Dunsmuirs’ luxurious automotive ferried FDR throughout Victoria go to

Sherry Baird wanted something special to help celebrate the 53-year anniversary of the business she co-owns, Advance Collision Ltd. — and she found it in her uncle’s garage.

Sherry Baird wanted something special to help celebrate the 53-year anniversary of the business she co-owns, Advance Collision Ltd. — and she found it in her uncle’s garage.

The 1936 McLaughlin Buick Roadmaster Phaeton turned heads at the company’s anniversary celebration this week just as it did 78 years ago when it transported US President Franklin Roosevelt around Victoria.

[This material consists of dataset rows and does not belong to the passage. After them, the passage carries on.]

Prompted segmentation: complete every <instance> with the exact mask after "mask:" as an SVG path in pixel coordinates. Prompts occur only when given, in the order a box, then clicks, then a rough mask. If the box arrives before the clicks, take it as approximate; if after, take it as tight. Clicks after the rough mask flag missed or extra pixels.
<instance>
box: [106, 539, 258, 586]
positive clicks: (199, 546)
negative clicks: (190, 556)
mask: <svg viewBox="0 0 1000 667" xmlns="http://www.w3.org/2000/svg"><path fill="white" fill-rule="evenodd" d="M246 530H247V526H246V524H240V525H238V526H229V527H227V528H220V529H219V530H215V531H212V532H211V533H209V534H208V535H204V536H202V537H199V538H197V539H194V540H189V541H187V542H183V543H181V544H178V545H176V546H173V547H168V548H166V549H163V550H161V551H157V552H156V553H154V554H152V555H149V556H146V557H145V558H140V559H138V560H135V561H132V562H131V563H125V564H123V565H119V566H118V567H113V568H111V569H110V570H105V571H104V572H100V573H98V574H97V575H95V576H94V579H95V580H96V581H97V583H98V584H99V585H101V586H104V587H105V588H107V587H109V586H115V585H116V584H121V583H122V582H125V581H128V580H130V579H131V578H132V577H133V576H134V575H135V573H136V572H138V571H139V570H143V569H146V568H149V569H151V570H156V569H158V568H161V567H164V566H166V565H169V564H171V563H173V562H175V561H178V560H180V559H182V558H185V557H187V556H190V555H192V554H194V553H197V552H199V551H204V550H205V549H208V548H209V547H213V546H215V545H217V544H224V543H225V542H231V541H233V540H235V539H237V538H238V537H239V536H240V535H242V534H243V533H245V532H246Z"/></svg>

Baird’s uncle, Allan Botting, said that, at the time of the first visit to the Island by a US president, the luxury black convertible belonged to the Dunsmuirs, one of Victoria’s most prominent families. James Dunsmuir was a lieutenant-governor and a premier of BC

“The Dunsmuirs knew the government quite well and the lieutenant governor at the time [Eric Hamber] probably arranged to borrow the car for that one-day purpose,” Botting said.

In photos that appeared with stories in the Daily Colonist and the Victoria Daily Times on Oct. 1, 1937, Hamber is seated next to Roosevelt in the Roadmaster Phaeton.

Three of industrialist James Dunsmuir’s daughters had 1936 McLaughlin Buicks. Elinor Dunsmuir owned the one that ended up with the bottings, and they named it Elinor in her honour.

Although the Botting family has owned the car for decades, they only recently discovered the link to Roosevelt, after seeing a story about the visit online.

“We looked at the photo and said, ‘Yep. That’s Elinor,’ because we know the three cars and they weren’t exactly the same,” Botting said. “There were only three made and we know it’s Elinor because of the color and the wheel wells — the sidemounted spares in the fender. Elinor didn’t have those and the other two cars did. So my dad put them in later.”

Allan Botting’s father David acquired the grand old convertible in 1955 from a friend, Victoria businessman Allan Ford, who had bought it from the Dunsmuirs during the Second World War, Allan Botting said.

“He drove it for quite a while and my dad maintained it for him. In 1955, he phoned my dad and said, ‘I can’t drive anymore. You come out and you can drive the car,” Botting said. So his father, who was living in Manitoba, came to Victoria and drove it back in the middle of winter.

David Botting, who will be 100 in October and lives in the Okanagan, worked in aircraft maintenance, but the car was his hobby, his son said. “He drove it for years. It’s been across Canada and through the States. He maintained it and rebuilt it. So, it’s a family heirloom.”

The vehicle still has the original 320-cubic-inch, overhead-valve, straight-8 Buick engine. The transmission is a Studebaker Commander 3-speed manual with overdrive. The car was recently appraised for insurance purposes at $84,000, but given the historical connection, might fetch more.

But botting, a mechanical engineer who brought the car with him when he retired to Victoria from Calgary three years ago, isn’t interested in selling.

“It’s going to go to my son, Paul. He’s a car nut, too. It’s a disease in the family,” he joked.

“We got it back to Victoria, Vancouver Island – where it belongs. It should stay in a museum here in Victoria, I think, but there is no such appropriate thing, I don’t think.”

The car is an important artifact, said Bruce Davies, curator of Craigdarroch Castle, which was built in the late 1800s by Elinor Dunsmuir’s grandfather Robert.

“From a historical point of view, it is a very important car because of its connection to Hatley Park, a great BC family, and it’s a rare car and a Canadian car,” Davies said.

Hatley Park, which is now home to Royal Roads University, includes a “castle” built for Elinor Dunsmuir’s father James. While Elinor had property in Comox, she traveled back and forth often to Hatley. It’s not clear how much she would have used the 1936 car since she died in 1938, Davies said.

There is no place at Craigdarroch Castle to house the old Dunsmuir car, Davies said.

“Hatley Park has more grounds and the car would have been there on the grounds. Of course, there’s a museum, but it’s in the basement, so I don’t know where they would display it,” he said.

For now, botting is content to take the vehicle on vintage car club drives. It has also been used in the Victoria Day and Christmas parades. And, this week, he loaned it to his niece for her company’s anniversary celebration.

Baird was cleaning up and waiting for her uncle to pick up the car Friday morning, when she took the opportunity to sit quietly in the back seat where Roosevelt had been eight decades ago.

“It’s a beautiful old car. It looks like a big old black limousine,” Baird said. “I was just in awe.”